Bunch applauds Hernández’ article for illustrating “the many ways that the cruel inequalities of modern U.S. capitalism weigh on working people.”
How the have-nots are coping with coronavirus - New York Daily News https://t.co/QUrEQaJHKF— Barbara Malmet (@Barbara Malmet) 1583840759.0
The columnist explains, “Walking down a Bronx boulevard the other day, (Hernández) witnessed scenes much different from the TV news version of the coronavirus crisis, where suburbanites stuff payloads of squeezably soft toilet paper and price-gouged Purell in the back of luxury SUVs. Instead, Hernández wrote that she witnessed Bronx shoppers at her local Dollar Tree stocking up on bleach, a tiny four-pack of toilet paper or a three-pack of Cup Noodles — stockpiles for families that lack cash for day-to-day emergencies, let alone the uncertainties of a global pandemic.

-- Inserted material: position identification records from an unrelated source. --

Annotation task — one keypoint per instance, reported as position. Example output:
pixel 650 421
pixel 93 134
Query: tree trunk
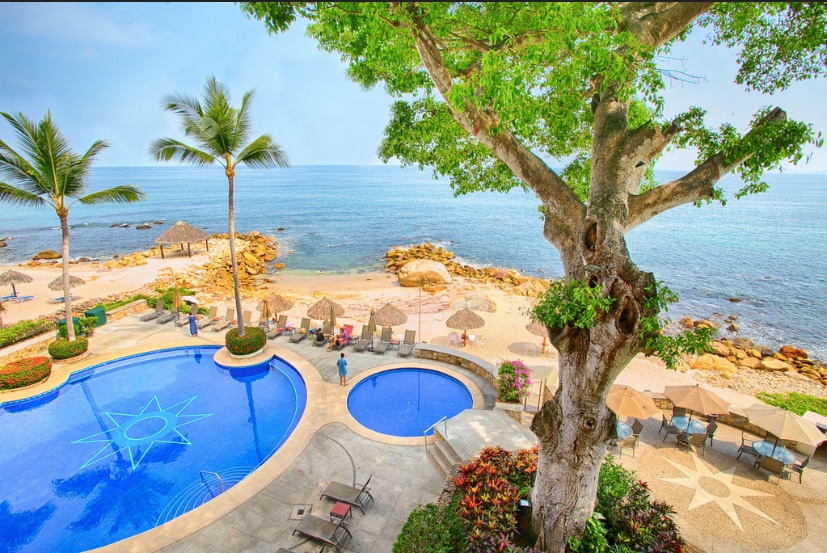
pixel 67 296
pixel 233 259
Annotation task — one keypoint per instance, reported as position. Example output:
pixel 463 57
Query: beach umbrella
pixel 538 330
pixel 12 277
pixel 389 315
pixel 628 402
pixel 321 309
pixel 278 303
pixel 697 399
pixel 57 284
pixel 784 425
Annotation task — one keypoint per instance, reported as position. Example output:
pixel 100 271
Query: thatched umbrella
pixel 465 320
pixel 389 315
pixel 12 277
pixel 57 284
pixel 538 330
pixel 182 232
pixel 321 309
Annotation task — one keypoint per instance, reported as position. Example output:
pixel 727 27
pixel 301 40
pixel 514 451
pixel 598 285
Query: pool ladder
pixel 220 485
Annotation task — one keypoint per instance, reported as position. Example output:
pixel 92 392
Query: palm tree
pixel 50 173
pixel 220 132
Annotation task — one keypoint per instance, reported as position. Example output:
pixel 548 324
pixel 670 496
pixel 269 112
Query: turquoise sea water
pixel 767 250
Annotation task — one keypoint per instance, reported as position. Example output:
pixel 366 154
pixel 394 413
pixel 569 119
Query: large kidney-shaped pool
pixel 127 445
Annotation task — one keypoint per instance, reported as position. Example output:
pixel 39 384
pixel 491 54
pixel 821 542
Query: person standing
pixel 342 366
pixel 193 326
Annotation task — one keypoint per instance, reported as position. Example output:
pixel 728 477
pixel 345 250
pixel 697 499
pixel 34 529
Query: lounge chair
pixel 279 330
pixel 384 340
pixel 365 340
pixel 347 333
pixel 334 534
pixel 209 319
pixel 225 321
pixel 407 345
pixel 354 496
pixel 298 336
pixel 327 331
pixel 152 315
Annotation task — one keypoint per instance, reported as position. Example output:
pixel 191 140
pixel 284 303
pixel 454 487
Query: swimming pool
pixel 127 445
pixel 406 401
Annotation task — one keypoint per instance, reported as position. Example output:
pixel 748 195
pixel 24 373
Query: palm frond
pixel 124 194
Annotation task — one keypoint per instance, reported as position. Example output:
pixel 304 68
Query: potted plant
pixel 513 385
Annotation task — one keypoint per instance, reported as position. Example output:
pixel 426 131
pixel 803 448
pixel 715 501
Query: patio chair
pixel 690 440
pixel 334 534
pixel 365 340
pixel 670 428
pixel 152 315
pixel 209 319
pixel 798 468
pixel 279 330
pixel 746 447
pixel 407 345
pixel 384 340
pixel 773 466
pixel 298 336
pixel 225 321
pixel 354 496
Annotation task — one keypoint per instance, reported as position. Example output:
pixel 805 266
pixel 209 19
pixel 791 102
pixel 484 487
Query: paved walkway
pixel 722 504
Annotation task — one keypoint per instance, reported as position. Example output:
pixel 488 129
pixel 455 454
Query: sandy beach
pixel 504 333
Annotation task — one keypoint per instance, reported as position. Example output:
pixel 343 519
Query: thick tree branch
pixel 563 210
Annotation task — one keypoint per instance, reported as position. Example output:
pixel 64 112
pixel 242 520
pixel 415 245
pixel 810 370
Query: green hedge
pixel 25 372
pixel 254 339
pixel 64 349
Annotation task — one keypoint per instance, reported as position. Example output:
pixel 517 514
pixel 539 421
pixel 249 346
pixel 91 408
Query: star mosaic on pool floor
pixel 717 487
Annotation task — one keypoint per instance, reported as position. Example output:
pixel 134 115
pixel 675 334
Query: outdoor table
pixel 684 424
pixel 781 453
pixel 623 430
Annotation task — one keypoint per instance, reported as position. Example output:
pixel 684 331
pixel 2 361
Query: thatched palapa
pixel 182 232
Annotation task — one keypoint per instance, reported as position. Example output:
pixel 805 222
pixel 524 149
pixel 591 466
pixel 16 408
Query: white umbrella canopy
pixel 57 284
pixel 784 425
pixel 629 402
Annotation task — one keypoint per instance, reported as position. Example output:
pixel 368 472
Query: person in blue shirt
pixel 342 366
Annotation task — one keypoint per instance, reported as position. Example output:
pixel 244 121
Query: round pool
pixel 127 445
pixel 407 401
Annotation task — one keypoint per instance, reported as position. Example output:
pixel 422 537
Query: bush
pixel 253 340
pixel 25 372
pixel 24 330
pixel 432 528
pixel 513 381
pixel 64 349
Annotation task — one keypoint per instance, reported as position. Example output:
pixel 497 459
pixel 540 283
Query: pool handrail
pixel 433 427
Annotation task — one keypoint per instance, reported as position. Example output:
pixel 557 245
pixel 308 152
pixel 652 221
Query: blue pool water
pixel 405 402
pixel 119 448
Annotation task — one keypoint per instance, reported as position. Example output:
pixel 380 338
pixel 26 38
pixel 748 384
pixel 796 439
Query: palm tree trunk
pixel 67 296
pixel 233 260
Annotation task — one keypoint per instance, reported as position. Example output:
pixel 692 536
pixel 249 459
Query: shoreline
pixel 504 332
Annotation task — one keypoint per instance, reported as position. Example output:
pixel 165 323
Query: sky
pixel 102 69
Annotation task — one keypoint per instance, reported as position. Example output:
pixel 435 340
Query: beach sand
pixel 504 332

She called it emblematic of how hard the coronavirus crisis is for people living on the margins.”
A “pandemic-inspired fear of the unknown,” Bunch writes, has “finally caused at least a slight bump in awareness of the kind of problems that everyday folks, working two or three jobs in a gig economy, have been screaming about for years.” Those problems, Bunch notes, range from “surprise billing” with health care to being “uninsured or underinsured” to lacking paid sick days.
Bunch writes that “in 2020, a liberal is a conservative who’s been exposed to the coronavirus.” And he wonders if, ultimately, the pandemic will lead to a stronger social safety net in the United States — the type that Sen. Bernie Sanders and Sen. Elizabeth Warren have been calling for.
“If calling this ‘disaster socialism’ makes you politically uncomfortable, then just call (it) simply a more humane America,” Bunch asserts. “But the coronavirus has exposed an underlying sickness in modern U.S. society that too many of us have tried to avoid for too long. It’s time to embrace the cure."